The moratorium on new permits for deep-sea drill sites will also likely be lifted once a new White House panel concludes a six-month investigation. The commission’s central task, Obama made clear last week, is to give deep-sea oil drilling a clean bill of health. Heading the committee is former Democratic senator Bob Graham, a long-time advocate of deregulation, and former Environmental Protection agency head—and current ConocoPhillips director—William K. Reilly.

 

The regulatory changes for shallow-water drilling are likely to be cosmetic. One measure, already announced, would separate the part of the MMS that collects oil company royalties from that which monitors safety and environmental regulation.

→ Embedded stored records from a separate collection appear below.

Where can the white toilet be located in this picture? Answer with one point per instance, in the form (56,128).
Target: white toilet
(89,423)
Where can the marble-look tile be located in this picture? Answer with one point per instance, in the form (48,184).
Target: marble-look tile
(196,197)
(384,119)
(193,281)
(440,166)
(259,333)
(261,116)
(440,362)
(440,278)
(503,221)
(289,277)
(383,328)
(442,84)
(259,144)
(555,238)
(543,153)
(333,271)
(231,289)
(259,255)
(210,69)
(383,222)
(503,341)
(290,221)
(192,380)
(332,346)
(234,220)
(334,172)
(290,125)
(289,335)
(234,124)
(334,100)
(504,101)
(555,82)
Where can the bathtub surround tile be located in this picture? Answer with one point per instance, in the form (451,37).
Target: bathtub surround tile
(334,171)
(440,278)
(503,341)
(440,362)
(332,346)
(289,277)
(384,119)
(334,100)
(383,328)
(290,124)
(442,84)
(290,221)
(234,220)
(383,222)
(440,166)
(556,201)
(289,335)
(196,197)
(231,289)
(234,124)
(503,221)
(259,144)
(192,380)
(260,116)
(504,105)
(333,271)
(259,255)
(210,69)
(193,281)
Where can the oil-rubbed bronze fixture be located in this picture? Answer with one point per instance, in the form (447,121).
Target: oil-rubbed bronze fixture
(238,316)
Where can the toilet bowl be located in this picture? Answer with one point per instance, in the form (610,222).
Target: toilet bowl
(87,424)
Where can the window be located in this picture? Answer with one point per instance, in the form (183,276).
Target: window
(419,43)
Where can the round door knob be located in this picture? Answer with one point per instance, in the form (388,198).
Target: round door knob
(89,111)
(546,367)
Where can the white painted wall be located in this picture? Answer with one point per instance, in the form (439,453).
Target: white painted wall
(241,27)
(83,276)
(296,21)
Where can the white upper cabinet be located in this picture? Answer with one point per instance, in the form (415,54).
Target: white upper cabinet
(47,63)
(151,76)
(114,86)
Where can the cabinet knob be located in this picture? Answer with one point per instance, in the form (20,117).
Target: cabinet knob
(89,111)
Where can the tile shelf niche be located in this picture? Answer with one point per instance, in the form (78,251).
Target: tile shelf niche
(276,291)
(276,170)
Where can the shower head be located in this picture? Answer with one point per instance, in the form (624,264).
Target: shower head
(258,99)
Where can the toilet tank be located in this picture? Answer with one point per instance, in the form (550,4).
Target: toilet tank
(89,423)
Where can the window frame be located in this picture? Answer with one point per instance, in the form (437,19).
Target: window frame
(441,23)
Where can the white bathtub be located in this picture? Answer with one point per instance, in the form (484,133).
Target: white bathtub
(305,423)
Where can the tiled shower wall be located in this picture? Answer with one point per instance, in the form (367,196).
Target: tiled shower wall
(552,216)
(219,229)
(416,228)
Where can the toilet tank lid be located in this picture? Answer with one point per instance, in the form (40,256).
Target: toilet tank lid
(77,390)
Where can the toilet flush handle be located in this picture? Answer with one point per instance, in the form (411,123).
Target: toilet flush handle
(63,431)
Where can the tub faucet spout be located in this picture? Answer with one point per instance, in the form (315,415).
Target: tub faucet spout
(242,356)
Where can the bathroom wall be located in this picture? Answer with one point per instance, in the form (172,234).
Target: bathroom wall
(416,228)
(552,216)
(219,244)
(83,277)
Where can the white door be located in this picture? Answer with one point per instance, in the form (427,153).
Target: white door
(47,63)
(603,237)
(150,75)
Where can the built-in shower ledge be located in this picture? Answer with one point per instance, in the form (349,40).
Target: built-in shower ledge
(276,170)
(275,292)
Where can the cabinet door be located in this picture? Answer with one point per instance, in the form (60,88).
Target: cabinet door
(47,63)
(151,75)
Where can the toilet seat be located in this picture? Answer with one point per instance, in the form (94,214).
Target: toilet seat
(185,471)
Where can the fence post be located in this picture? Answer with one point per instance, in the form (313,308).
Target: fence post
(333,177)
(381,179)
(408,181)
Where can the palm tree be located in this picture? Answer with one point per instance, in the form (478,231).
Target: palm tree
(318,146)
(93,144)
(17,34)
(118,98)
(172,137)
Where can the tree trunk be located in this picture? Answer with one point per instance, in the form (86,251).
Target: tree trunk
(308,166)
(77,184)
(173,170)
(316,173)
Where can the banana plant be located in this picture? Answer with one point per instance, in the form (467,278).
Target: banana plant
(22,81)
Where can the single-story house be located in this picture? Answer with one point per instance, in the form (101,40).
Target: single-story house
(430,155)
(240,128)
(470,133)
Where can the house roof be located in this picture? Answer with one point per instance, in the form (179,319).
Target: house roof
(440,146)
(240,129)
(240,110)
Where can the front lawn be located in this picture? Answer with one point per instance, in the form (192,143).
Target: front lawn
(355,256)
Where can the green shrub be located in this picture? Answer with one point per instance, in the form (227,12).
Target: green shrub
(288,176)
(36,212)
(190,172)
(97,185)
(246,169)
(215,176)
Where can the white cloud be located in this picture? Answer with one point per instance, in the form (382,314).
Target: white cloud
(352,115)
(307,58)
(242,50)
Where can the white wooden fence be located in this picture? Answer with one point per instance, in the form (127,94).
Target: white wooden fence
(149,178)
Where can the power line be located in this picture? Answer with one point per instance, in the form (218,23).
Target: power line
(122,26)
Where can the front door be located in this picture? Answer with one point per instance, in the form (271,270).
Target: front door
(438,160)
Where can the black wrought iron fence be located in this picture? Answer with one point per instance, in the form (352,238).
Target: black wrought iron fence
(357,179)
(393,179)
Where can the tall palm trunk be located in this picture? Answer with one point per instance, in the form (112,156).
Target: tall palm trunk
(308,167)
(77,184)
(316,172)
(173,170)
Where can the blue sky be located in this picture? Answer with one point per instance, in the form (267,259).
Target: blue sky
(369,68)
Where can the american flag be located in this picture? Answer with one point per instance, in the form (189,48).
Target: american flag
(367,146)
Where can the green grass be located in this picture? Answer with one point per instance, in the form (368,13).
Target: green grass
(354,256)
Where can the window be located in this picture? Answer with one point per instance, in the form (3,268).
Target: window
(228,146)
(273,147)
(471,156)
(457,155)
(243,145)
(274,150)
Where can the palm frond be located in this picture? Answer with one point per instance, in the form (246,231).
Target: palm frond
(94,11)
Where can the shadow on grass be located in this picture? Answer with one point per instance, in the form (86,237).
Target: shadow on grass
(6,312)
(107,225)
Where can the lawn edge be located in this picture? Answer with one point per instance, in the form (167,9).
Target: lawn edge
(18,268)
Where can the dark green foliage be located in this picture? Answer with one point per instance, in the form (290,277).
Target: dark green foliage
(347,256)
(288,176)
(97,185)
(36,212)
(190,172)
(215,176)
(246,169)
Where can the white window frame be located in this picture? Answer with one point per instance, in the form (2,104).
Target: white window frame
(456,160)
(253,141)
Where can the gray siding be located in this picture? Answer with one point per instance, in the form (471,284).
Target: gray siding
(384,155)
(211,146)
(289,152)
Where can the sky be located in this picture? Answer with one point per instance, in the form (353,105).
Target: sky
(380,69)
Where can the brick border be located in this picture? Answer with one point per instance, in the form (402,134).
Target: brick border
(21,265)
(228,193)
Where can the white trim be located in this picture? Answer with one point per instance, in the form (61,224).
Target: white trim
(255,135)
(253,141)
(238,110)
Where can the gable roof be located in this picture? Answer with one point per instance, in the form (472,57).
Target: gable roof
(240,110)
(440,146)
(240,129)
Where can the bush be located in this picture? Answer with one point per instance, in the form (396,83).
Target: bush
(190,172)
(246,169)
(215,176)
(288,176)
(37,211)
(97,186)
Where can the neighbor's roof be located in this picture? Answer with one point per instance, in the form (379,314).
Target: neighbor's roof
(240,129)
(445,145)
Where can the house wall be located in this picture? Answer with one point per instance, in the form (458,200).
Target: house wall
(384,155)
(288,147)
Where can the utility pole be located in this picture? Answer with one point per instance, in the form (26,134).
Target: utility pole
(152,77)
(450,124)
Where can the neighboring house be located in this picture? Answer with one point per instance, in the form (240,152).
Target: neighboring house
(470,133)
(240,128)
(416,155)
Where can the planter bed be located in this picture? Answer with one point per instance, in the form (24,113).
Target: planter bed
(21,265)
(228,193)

It is not clear how other new guidelines will affect the many facets of exploration, well capping, and equipment maintenance exposed as dangerous by the BP disaster. A Wall Street Journal report, based on White House sources, indicates that oil rigs’ blowout preventers and drilling plans will have to be approved by “independent operators.” The Journal did not explain this term, but the formulation suggests that health and environmental regulation will be left to private interests.

 

Biologist Rick Steiner, a scientist and expert on oil spills, told the World Socialist Web Site that he has seen no evidence of a change in regulatory conditions affecting the oil industry. “Little has changed,” Steiner said. “As far as I know there have been no changes to the procedural failures that led to the disaster, or the mechanical and technical failures. To take one example, the blowout preventer that failed for the Deepwater Horizon is the same as the blowout preventers used in the shallow water rigs.”

 

None of the regulatory changes under consideration address the central issues revealed by the disaster—the subordination of energy production to the profit drive of big business, and the role of the federal government in enforcing this set-up at the expense of oil industry workers, the environment, and society as a whole.

 

The media has presented the administration’s move to speed up shallow water drilling as an effort to preserve oil industry jobs in the face of overly-cautious regulation. In fact the Deepwater Horizon disaster demonstrates that workers and the ecology face a common threat in the big oil firms, whose blind drive for profit imperils both the safety of oil workers and the region’s environment—upon which tens of thousands of fishermen and tourism industry workers depend.

 

Indeed, the major loss of jobs has not come from the estimated 33 drilling applications delayed as a result of the explosion and spill. Thousands of fishing boats have been idled, while coastal cities from Louisiana to Florida that depend upon beach-goers and sport fishermen have reported major losses. These industries may never recover.

 

A massive jobs and cleanup program for the Gulf Coast could easily provide good paying jobs for all. Tens of thousands of oil industry workers, fishermen, and others could be given training and hired at high wages to participate in the cleanup of the Gulf Coast. But this would require the seizure of assets and resources from BP, Transocean, and other corporate criminals.

 

The entire political establishment is bitterly opposed to such an outcome. Though there is a mass of evidence demonstrating criminal negligence in BP’s drilling operations, there has been no formal declaration of a criminal investigation. On the contrary, the debate in Washington is over how BP should best protect its revenue from cleanup costs and lawsuits, with a recent column by the New York Times’ Andrew Ross Sorkin pondering, in a worst-case-scenario, whether a “bad BP” might be created to absorb lawsuits, or if the company should be absorbed by rivals Exxon or Shell in such a way that spill liabilities can be offloaded.

 

BP is now profiting from the share of oil it is able to syphon from the spill, and debating how many billions to distribute to its shareholders over the summer.